A shy, socially uneasy boy, he was drawn to acting, and after graduating from Syracuse University, he studied with Sanford Meisner and Sydney Pollack at the Neighborhood Playhouse and took workshops with Stella Adler. He had small roles in productions of Brendan Behan’s “The Hostage” and “The Execution of Private Slovik.” After an Army tour in the mid-1950s, he appeared in the original off-Broadway production of “The Threepenny Opera,” with a cast that included Lotte Lenya.

It was during the empty hours at an Army base in North Carolina that he became an obsessive radio listener, tuning in on a transistor radio while lying in his bunk. In 1963, a high school friend, poet Richard Elman, helped him get a job as an announcer at WBAI. He was given a midnight slot that had been largely unfilled until then.

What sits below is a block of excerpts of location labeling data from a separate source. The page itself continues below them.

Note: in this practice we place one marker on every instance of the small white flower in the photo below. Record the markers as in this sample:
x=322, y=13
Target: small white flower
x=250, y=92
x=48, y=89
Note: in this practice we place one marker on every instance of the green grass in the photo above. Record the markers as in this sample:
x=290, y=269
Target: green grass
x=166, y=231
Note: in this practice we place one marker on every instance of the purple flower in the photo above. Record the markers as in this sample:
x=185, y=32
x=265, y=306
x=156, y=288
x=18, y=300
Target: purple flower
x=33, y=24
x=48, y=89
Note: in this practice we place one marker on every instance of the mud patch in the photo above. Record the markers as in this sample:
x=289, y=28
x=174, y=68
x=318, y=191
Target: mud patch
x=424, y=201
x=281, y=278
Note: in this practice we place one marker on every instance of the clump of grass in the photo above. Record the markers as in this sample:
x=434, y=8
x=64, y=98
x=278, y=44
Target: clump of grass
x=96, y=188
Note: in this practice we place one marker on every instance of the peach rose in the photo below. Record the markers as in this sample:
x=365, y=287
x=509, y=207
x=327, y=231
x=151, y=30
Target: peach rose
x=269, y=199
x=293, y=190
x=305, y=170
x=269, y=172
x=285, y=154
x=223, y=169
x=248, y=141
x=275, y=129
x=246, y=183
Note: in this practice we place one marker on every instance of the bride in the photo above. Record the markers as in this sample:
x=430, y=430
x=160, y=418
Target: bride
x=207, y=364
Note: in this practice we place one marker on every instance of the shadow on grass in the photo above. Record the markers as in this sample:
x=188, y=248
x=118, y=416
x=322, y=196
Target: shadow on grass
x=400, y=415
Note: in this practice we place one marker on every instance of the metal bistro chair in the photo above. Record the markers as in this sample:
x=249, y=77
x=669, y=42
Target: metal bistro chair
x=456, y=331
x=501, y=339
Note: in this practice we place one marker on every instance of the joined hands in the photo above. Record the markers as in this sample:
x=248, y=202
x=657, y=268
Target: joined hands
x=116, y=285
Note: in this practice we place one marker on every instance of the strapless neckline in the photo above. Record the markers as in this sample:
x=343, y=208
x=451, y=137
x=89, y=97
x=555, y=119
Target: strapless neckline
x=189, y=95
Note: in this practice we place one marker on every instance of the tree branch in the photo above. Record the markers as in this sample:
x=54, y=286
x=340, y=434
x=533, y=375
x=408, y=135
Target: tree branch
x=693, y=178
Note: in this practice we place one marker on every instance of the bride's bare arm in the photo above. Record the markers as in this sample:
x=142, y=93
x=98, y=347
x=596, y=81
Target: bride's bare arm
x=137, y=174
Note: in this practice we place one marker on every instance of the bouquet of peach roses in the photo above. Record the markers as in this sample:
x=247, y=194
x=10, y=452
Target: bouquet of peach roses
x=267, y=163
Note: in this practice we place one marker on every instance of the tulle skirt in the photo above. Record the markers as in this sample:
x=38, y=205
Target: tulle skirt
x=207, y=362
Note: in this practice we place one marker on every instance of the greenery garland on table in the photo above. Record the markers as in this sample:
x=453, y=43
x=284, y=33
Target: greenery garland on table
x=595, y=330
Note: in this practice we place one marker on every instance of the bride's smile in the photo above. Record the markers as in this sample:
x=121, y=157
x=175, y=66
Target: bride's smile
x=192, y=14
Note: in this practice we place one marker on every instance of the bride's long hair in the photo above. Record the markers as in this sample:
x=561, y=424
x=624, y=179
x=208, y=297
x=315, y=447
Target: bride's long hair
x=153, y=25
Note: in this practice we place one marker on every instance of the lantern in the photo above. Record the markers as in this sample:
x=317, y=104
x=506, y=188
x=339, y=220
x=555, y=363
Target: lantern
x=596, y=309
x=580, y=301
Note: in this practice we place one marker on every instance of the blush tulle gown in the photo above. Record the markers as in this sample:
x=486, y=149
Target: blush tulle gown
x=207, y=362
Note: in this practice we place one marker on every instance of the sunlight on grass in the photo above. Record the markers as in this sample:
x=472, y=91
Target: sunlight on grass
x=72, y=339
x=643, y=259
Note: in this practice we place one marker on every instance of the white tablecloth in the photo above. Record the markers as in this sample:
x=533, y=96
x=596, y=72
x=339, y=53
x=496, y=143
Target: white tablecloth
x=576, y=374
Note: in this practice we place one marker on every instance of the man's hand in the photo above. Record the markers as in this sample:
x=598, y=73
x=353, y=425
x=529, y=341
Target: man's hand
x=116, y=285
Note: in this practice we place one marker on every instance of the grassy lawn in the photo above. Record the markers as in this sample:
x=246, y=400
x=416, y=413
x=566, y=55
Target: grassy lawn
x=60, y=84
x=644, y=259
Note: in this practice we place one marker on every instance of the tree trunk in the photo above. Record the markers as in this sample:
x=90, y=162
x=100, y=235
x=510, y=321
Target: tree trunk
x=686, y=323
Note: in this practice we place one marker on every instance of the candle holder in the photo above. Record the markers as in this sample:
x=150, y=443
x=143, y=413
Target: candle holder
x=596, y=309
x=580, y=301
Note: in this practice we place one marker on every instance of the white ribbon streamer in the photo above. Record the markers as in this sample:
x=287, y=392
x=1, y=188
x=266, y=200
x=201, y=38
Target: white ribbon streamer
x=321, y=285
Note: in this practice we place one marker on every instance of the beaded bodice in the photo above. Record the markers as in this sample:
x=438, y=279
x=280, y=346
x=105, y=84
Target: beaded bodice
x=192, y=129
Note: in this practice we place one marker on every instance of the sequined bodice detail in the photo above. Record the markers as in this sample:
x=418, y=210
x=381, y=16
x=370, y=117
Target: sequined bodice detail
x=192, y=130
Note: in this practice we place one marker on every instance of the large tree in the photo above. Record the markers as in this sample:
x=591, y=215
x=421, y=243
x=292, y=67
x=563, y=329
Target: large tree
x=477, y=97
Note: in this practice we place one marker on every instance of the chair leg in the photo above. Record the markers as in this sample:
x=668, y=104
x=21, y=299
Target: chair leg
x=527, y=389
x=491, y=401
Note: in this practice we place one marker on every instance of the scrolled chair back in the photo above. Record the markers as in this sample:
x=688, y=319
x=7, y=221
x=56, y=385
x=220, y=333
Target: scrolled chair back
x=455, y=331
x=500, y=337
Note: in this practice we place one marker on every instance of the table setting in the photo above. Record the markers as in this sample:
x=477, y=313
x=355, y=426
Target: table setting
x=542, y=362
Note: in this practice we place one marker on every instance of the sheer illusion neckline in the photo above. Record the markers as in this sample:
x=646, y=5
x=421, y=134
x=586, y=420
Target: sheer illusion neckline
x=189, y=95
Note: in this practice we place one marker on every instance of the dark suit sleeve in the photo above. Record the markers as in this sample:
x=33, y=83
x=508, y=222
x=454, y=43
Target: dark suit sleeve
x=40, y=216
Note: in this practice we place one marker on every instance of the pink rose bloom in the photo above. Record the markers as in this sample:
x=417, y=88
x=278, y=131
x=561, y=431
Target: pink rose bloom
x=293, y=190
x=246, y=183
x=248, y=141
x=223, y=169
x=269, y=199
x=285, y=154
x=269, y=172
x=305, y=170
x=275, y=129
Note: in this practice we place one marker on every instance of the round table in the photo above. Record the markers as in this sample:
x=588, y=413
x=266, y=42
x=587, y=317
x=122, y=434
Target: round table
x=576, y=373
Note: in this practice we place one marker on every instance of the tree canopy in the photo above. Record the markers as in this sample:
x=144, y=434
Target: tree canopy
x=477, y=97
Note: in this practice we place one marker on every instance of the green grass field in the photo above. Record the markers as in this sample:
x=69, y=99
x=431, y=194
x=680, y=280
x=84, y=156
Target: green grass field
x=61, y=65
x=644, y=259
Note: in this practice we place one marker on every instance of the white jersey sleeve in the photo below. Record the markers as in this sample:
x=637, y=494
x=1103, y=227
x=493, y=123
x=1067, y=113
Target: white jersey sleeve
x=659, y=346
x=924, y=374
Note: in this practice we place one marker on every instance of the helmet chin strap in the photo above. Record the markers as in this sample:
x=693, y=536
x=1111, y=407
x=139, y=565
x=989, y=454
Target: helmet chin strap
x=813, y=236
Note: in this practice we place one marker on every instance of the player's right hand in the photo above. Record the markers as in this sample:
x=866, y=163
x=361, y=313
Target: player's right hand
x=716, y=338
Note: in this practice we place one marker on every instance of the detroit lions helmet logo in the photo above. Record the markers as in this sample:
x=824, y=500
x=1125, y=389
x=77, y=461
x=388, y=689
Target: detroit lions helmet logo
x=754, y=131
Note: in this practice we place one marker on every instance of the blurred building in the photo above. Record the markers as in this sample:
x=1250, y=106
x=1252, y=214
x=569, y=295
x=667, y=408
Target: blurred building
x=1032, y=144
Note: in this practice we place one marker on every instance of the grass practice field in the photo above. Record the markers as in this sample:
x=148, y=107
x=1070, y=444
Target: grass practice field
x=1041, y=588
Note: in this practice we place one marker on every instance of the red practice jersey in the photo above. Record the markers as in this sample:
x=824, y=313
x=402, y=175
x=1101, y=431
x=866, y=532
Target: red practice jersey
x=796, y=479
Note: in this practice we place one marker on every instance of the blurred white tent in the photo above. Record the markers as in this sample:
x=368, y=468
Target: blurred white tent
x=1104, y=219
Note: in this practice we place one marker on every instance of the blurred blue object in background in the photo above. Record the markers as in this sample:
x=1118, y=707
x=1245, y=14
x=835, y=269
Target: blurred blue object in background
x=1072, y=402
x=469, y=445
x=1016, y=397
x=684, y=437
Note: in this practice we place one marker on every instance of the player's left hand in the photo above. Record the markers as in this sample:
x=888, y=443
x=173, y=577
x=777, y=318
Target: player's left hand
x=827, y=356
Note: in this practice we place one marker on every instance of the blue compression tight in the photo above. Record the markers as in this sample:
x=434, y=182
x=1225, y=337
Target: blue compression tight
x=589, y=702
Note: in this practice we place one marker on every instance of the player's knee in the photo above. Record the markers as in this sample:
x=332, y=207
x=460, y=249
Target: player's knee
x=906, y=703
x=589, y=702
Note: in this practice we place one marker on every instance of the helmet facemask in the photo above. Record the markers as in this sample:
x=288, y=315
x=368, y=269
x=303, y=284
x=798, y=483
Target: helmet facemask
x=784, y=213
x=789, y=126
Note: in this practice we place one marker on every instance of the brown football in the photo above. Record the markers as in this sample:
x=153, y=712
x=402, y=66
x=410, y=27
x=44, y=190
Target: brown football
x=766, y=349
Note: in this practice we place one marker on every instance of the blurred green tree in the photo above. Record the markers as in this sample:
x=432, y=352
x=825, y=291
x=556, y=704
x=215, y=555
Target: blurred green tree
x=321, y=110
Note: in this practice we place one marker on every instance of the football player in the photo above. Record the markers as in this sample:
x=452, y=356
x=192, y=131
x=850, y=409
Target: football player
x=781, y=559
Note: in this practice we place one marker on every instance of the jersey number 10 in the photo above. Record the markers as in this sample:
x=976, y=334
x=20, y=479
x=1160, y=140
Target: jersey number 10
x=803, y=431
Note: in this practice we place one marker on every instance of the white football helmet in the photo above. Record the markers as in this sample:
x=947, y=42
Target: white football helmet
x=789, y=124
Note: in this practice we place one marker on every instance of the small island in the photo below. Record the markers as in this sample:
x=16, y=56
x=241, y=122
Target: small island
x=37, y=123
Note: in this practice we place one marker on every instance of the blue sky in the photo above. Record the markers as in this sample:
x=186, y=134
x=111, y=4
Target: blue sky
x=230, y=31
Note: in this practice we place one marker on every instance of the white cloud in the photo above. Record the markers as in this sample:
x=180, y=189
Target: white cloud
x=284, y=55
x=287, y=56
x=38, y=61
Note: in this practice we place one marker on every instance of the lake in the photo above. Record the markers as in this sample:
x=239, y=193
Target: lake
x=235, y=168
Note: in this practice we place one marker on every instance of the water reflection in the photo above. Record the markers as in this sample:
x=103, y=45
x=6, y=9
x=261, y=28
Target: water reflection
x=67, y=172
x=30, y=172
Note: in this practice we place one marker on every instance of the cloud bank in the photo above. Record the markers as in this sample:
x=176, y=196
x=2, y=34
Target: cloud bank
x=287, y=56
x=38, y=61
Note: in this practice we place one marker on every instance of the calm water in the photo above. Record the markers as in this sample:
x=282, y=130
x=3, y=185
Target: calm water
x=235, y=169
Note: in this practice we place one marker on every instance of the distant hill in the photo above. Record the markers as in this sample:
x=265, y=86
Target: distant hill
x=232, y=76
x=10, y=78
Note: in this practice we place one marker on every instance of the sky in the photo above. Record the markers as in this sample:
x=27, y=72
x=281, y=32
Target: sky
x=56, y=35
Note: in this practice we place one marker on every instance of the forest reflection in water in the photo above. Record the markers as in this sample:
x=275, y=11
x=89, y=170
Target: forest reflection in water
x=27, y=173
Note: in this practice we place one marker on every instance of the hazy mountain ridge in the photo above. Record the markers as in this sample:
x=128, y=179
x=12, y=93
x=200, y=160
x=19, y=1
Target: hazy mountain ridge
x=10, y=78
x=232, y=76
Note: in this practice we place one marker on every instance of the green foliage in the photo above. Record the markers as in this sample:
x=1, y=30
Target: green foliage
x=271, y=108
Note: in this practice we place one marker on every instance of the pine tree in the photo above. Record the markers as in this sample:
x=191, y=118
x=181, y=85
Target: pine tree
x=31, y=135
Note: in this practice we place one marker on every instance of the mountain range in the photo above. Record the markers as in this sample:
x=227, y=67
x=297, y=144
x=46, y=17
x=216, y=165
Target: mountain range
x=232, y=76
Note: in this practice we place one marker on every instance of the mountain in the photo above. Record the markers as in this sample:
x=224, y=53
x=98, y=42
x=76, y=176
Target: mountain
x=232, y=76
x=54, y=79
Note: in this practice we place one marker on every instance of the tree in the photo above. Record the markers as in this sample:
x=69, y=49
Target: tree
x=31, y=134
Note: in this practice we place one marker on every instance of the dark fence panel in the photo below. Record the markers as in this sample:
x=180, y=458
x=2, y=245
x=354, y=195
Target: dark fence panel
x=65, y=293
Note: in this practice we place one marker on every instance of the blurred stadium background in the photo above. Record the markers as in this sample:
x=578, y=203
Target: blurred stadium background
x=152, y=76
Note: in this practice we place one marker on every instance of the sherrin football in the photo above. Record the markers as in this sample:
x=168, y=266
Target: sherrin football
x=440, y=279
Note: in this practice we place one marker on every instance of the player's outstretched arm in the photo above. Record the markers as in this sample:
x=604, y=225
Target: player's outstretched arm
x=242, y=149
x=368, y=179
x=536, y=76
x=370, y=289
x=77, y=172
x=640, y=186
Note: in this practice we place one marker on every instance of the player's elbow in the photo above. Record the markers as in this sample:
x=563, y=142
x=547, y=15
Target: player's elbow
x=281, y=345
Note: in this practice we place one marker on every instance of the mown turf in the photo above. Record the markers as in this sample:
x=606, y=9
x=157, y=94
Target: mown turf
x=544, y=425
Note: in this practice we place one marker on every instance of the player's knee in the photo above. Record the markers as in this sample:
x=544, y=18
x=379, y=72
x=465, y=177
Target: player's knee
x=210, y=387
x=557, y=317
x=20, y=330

Fass molded his program to the contours of a show on KPFA, the Pacifica Foundation’s flagship station in Berkeley, California, a mix of jazz, political commentary and comic sketches, but he put his own spin on it. In one highlight of his show’s long run, Hoffman, one of eight anti-war activists (known as the Chicago Eight and, after Bobby Seale of the Black Panthers was removed from the case, the Chicago Seven) who had been charged with inciting to riot during the 1968 Democratic National Convention in Chicago, called in updates of their trial.

Word spread of Fass’ openness to offbeat entertainment. The show attracted an eccentric falsetto-voiced singer named Tiny Tim and musicians like Richie Havens, Joni Mitchell, Muddy Waters, Frank Zappa and Ramblin’ Jack Elliott, some of whom were just starting out. Arlo Guthrie tried out several versions of his song “Alice’s Restaurant,” and Fass played Jerry Jeff Walker’s song “Mr. Bojangles,” about a street dancer in New Orleans, so frequently that it led Atco Records to sign Walker to a contract.

Fass gave airtime to poets like Allen Ginsberg and Gregory Corso and staged a recitation of “Waiting for Godot.” He once brought in people he identified as representatives of Stamp Out Smut, an organization opposed to the performances of Lenny Bruce, and then, underscoring his own political slant, followed up with a recording of a Bruce monologue.

One of Fass’ steady listeners was said to be a young Howard Stern, who would go on to create a free-form radio show of his own, extending Fass’ legacy to future generations.

A documentary about Fass by Paul Lovelace and Jessica Wolfson, also called “Radio Unnameable,” was released in 2012.

“Radio Unnameable” was such a chronicle of the counterculture that Columbia University purchased 10,000 hours of deteriorating tape recordings of the program from Fass and began digitizing them. The recordings included his running account of the 1968 occupation of Columbia buildings by students protesting the construction of a university gymnasium.

“We have taken on a major audio archive of an outsider figure who was positioned uniquely at a critical moment in American history,” Sean M. Quimby, the director of Columbia’s Rare Book & Manuscript Library, said in 2016. “At the end of the day, this is a huge corpus of data that will used by historians.”